The roots of Scriptural reflection and interpretation go back to a Church Father named Origen in the 3rd century, after whom St. Ambrose taught this approach to St. Augustine. The “formal” monastic practice of Lectio Divina was first established in the 6th century by Saint Benedict. It was then formalized as a four-move process by the Carthusian monk, Guigo II, in the 12th century.
There are four basic moves in Lectio Devina. They are called moves and not steps, because it is not intended as a four-step linear process. I encourage it you to view it as a movement between states of awareness. Let it each move be a natural progression.
Lectio is about Listening: “Reading Deeply”
Get into a comfortable position and begin with silence before God in preparation for you heart to listen. Now read the text out loud.
Savor each word. Listen for a particular phrase that speaks to you.
Ask God, “What word or phrase do you want me to hear today?
Take a few moments to reflect
Share Aloud with a word or phrase
(No elaboration is needed. Do not give a word that isn’t present in the text. In other words, don’t make application. Simply let God speak through His word slowly and identify a word or phrase directly from the translation of Scripture you are reading.)
Meditatio is about Meditation: “Thinking Deeply”
Read the text out loud again. If in a group, allow someone else to read it as a different voice provides a different experience.
Slowly repeat the phrase that seems to be for you while I read the passage again. Think on it.
Ask God, “Where does this phrase touch my life?”
Take a moment to reflect.
Share Aloud using phrases such as “I hear…” “I see…” “I feel…”
Oratio is about Prayer & Response: “Living Deeply”
Read the text out loud a third and final time.
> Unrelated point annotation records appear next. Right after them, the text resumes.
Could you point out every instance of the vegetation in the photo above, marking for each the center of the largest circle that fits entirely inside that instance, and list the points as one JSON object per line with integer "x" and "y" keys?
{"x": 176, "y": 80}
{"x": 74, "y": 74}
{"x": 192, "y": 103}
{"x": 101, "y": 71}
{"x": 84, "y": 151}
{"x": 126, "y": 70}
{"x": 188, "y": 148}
If in a group, allow someone else to read it as a different voice provides a different experience
To yourself, speak to God in words or images what He put on your heart. That response may be confession, thanksgiving, joy, or even pain.
Ask God, “What do You want me to do in light of this phrase?”
Take a moment to reflect
If in a group, share aloud your response to the aforementioned question. If alone, talk with God in prayer.
Contemplatio is about “Rest”
Simply rest in silence in God’s presence, meditating on this experience with His Living Word.